The government’s National Highway Traffic Safety Administration wants the Japanese company to agree to a recall that could more than double the 28.8 million Takata inflators that already must be replaced, according to the people who requested anonymity because talks are still ongoing. An announcement could come as soon as April 4.
Unlike most air bag makers, Takata’s inflators use the chemical ammonium nitrate to fill air bags in a crash. But they can explode with too much force, blowing apart a metal canister and spewing shrapnel into drivers and passengers. At least 11 people have died worldwide and over 100 have been hurt by the inflators. The latest death was a 17-year-old Texas girl who got into a relatively minor crash while driving her family’s 2002 Honda Civic.
Neither the government nor Takata would say if more recalls are coming, but under an agreement reached with the company last year, it must prove that the inflators are safe or begin recalling them in 2018.
The government wants Takata to recall air bag inflators that don’t have a drying agent called a dessicant, but the size of the recall expansion is unclear, the people said. The expansion is likely to include about 35 million front air bag inflators on U.S. roads without the drying agent.
But that still wouldn’t be a total recall of Takata air bags. NHTSA has said there are a total of 85 million unrecalled Takata inflators in U.S. vehicles, some with and without the drying agent.
Such an expansion would cost Takata billions on top of what it already has spent replacing inflators, raising concerns about the company’s financial health.

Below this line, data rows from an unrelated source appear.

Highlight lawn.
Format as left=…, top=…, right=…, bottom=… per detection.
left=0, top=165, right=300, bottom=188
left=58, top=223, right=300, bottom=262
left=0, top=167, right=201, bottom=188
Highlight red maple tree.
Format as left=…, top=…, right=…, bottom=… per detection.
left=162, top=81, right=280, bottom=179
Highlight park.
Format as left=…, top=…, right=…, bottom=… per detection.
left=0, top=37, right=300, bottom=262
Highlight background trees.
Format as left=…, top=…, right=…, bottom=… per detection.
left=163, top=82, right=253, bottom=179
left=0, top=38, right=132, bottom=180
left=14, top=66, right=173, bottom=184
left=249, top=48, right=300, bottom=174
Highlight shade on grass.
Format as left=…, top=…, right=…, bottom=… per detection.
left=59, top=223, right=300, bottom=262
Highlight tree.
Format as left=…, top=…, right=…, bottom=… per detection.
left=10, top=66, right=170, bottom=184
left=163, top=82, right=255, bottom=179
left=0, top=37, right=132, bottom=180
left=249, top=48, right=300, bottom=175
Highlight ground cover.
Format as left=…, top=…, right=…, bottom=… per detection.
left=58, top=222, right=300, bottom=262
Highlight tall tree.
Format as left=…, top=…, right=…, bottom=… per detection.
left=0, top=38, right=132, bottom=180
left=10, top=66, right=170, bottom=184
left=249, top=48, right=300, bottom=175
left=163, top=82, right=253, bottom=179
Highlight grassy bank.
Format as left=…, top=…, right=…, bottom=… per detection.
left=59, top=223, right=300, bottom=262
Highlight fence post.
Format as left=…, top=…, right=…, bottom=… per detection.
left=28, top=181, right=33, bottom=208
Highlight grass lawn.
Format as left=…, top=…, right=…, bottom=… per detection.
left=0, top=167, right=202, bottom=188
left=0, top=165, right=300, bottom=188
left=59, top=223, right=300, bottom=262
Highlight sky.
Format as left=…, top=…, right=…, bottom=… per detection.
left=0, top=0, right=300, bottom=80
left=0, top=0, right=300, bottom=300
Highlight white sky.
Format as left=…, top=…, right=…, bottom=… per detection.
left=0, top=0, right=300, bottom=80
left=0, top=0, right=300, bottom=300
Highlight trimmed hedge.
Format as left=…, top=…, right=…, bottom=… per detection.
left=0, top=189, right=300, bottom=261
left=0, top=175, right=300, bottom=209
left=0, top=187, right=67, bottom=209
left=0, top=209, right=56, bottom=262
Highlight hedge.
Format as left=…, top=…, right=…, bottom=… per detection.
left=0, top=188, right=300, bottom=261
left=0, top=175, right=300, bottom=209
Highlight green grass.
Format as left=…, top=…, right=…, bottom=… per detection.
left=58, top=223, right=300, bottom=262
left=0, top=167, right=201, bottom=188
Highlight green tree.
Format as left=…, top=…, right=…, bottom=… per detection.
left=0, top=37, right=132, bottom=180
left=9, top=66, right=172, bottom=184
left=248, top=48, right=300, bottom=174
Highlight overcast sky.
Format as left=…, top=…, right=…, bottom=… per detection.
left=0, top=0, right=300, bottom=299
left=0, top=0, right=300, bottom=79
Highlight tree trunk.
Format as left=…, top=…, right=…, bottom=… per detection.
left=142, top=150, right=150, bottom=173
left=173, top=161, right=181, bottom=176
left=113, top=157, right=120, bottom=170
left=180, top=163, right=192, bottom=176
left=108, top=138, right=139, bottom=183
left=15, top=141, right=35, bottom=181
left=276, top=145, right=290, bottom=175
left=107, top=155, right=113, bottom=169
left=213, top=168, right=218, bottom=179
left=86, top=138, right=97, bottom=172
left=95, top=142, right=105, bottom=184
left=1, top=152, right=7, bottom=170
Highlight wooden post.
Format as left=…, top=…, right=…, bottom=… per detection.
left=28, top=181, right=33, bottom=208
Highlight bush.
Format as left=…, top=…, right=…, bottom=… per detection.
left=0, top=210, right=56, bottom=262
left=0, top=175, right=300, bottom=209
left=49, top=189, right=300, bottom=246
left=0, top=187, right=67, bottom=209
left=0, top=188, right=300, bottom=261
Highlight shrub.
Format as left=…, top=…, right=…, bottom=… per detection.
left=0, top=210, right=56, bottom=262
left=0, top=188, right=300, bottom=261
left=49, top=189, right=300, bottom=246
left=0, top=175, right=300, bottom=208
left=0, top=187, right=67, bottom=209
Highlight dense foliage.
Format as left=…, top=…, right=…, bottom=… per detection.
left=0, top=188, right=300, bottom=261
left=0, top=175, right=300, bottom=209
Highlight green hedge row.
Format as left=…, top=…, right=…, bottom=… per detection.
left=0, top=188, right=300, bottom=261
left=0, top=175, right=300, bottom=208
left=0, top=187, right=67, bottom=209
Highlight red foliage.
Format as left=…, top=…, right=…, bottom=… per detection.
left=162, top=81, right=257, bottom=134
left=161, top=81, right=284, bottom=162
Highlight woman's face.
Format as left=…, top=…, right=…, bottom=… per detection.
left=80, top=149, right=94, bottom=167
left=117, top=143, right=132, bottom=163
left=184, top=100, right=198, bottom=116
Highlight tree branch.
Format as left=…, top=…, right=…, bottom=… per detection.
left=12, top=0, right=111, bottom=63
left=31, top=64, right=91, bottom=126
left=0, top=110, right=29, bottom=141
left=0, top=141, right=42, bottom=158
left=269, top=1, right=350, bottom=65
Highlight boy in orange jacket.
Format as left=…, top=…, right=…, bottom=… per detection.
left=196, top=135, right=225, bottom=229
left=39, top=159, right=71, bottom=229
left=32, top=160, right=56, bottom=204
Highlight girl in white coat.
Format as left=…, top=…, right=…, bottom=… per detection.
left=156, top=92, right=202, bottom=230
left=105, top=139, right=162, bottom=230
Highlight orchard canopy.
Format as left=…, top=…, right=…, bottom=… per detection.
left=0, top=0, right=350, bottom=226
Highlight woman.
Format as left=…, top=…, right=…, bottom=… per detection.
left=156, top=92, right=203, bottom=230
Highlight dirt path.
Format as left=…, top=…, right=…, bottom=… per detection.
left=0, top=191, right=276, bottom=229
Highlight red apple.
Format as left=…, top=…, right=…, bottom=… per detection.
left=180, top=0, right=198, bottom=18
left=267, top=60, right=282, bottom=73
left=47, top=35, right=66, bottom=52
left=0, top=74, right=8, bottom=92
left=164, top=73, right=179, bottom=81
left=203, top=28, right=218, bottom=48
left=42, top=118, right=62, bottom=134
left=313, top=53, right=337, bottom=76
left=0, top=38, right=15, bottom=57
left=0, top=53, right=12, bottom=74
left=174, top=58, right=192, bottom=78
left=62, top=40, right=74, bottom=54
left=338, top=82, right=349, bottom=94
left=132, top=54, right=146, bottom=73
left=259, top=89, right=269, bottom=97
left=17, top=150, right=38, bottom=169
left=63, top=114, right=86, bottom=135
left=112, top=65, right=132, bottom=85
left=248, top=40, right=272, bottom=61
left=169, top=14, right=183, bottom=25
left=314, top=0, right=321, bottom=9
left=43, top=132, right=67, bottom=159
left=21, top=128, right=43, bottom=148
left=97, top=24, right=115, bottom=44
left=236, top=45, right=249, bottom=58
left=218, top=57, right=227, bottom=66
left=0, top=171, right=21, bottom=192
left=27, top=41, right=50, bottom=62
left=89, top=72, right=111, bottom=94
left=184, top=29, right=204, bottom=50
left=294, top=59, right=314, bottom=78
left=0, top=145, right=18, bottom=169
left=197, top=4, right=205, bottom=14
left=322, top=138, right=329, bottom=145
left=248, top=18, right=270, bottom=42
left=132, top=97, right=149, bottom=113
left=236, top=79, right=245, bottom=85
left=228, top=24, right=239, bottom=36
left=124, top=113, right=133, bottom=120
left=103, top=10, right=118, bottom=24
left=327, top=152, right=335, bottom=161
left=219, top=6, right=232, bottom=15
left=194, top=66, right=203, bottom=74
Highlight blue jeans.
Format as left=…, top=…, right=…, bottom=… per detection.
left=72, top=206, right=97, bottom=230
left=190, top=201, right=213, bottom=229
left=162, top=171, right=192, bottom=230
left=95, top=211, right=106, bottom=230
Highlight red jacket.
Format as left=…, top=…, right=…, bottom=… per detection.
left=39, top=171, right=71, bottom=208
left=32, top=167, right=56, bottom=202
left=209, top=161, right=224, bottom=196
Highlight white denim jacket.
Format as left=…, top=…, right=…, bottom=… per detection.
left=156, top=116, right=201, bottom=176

Takata did say in a statement that it is working with NHTSA and automakers “to develop long-term, orderly solutions to these important safety issues.”
NHTSA said it has reviewed the findings of three separate investigations into the inflators and “will take all appropriate actions to make sure air bags in Americans’ vehicles are safe.”
The problem has been linked to older cars with long-term exposure to high humidity. That’s why replacement parts are being targeted to areas such as the U.S. Gulf Coast, although many of the cars have been recalled nationwide. No one knows for certain how long it takes for the ammonium nitrate to deteriorate or whether inflators in older cars in cooler, less-humid states might explode in the future. That makes the safety of Takata inflators _ which are in driver, passenger and side air bags _ a potentially deadly unknown.
NHTSA has said that no inflators that contain the dessicant have ruptured, either in tests or on the road, except for two side air bag ruptures in testing that were blamed on a separate manufacturing defect. The agency based its estimate on data provided by Takata and the 14 car and truck makers that have Takata inflators in their vehicles.
Takata has agreed not to sign any more contracts to sell ammonium nitrate inflators and phase it out of manufacturing by the end of 2018.
Earlier this year, scientists hired by 10 automakers blamed the trouble on a combination of volatile ammonium nitrate, heat and humidity, and inflator containers that may let moisture seep in.